New Hollywood - Background and Overview

Background and Overview

Following the Paramount Case and the advent of television, both of which severely weakened the traditional studio system, Hollywood studios initially used spectacle to retain profitability. Technicolor became used far more frequently, and widescreen processes and technical improvements, such as Cinemascope, stereo sound and others such as 3-D, were invented in order to retain the dwindling audience and compete with television, but were generally not successful in increasing profits. By 1957 Life magazine called the previous ten years "the horrible decade" for Hollywood.

The 1950s and early 60s saw a Hollywood dominated by musicals, historical epics, and other films that benefited from the larger screens, wider framing and improved sound, and as early as 1957 the era was called a "New Hollywood". However, audience share continued to dwindle, and by the mid-1960s had reached alarmingly low levels. Several costly flops, including Tora, Tora, Tora, and Hello, Dolly!, and failed attempts to imitate the success of My Fair Lady and The Sound of Music, put great strain on the studios.

By the time the baby boomer generation was coming of age in the 1960s, 'Old Hollywood' was rapidly losing money; the studios were unsure how to react to the much changed audience demographics. The marked change during the period was from a middle aged high school educated audience in the mid 60s, to a younger, college-educated, more affluent one; by the mid 70s, 76% of all movie-goers were under 30, and 64% had gone to college. European art films (especially the Commedia all'italiana, the French New Wave, and the Spaghetti Western) and Japanese cinema were making a splash in America — the huge market of disaffected youth seemed to find relevance and artisic meaning in movies like Michelangelo Antonioni's Blowup, with its oblique narrative structure and full-frontal female nudity.

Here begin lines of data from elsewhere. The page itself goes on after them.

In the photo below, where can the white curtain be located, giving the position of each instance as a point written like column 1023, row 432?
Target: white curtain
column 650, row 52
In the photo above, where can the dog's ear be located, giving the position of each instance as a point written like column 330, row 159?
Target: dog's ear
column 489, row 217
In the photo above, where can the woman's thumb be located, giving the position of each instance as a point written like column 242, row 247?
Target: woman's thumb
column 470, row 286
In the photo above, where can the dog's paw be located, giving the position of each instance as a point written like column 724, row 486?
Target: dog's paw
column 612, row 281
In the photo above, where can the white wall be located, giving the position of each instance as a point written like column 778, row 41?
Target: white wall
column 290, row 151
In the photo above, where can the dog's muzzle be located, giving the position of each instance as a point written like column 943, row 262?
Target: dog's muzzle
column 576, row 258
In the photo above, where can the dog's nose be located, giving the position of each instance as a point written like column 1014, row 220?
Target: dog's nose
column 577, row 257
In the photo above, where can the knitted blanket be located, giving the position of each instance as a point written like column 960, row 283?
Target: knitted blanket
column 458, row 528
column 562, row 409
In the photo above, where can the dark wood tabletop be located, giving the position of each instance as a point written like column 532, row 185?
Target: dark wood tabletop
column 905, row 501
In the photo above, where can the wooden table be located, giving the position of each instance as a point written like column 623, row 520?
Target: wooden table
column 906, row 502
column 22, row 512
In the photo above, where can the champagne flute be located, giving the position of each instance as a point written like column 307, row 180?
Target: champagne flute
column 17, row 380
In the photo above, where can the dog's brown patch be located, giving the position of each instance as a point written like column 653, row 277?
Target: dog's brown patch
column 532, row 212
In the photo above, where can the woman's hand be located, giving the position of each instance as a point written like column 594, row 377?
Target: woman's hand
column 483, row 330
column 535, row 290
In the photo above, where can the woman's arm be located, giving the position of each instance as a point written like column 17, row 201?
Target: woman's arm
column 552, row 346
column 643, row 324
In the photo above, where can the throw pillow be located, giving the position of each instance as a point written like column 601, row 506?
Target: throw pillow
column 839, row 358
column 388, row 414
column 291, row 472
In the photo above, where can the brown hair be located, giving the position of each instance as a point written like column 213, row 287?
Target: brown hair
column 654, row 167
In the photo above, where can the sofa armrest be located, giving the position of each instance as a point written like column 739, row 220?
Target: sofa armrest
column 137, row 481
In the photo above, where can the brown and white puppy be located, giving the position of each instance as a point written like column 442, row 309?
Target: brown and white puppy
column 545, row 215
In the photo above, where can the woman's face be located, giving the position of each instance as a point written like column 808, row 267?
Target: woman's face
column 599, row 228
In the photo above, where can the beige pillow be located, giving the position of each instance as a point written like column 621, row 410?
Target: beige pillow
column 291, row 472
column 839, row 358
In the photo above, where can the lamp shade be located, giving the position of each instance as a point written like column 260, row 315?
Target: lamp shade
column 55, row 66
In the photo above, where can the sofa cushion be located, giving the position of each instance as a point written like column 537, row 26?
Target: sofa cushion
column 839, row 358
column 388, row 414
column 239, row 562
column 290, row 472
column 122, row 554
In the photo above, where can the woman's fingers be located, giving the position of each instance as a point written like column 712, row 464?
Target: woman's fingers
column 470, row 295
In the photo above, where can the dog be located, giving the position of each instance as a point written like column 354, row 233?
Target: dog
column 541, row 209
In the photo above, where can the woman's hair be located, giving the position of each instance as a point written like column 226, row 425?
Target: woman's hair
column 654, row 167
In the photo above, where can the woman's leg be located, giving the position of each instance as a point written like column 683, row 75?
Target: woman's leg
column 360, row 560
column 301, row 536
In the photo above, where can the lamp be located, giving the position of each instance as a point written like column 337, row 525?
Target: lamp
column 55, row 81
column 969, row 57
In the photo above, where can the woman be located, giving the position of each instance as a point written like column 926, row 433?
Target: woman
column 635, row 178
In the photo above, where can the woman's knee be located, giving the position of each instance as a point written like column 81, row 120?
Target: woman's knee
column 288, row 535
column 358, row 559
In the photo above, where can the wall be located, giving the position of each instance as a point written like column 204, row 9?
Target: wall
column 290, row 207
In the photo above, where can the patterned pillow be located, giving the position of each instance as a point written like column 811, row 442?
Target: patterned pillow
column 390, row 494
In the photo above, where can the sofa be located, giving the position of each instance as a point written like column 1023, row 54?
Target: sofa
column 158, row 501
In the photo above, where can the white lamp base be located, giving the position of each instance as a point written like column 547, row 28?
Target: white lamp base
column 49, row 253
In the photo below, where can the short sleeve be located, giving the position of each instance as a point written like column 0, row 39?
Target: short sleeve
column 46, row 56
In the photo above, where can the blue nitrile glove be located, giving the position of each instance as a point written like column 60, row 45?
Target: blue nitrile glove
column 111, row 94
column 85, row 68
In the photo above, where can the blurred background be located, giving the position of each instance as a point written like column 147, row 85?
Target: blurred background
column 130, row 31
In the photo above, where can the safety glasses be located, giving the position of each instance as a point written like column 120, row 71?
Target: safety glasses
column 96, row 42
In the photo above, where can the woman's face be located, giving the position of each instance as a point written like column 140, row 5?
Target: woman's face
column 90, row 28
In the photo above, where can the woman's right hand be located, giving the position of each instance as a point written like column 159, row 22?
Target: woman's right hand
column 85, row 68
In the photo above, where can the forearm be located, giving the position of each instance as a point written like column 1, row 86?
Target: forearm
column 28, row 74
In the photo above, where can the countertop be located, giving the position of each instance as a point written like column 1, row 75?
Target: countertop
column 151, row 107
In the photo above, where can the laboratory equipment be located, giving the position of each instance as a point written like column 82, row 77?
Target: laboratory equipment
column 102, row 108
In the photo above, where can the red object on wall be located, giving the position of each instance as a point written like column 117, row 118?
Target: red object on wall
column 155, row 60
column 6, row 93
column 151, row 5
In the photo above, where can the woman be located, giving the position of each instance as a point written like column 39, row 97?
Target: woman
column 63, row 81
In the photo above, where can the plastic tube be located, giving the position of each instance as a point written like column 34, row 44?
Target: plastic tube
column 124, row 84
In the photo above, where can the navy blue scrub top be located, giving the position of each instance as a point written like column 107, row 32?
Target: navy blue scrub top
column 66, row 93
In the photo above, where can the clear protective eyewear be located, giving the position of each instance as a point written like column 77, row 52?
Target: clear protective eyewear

The desperation felt by studios during this period of economic downturn, and after the losses from expensive movie flops, led to innovation and risk taking through allowing greater control by younger directors and producers. Therefore, in an attempt to capture that audience which found a connection to the “art films” of Europe, the Studios hired a host of young filmmakers (many of whom were mentored by Roger Corman) and allowed them to make their films with relatively little studio control. This, together with the breakdown of the Production Code in 1966 and the new ratings system in 1968 (reflecting growing market segmentation) set the scene for New Hollywood.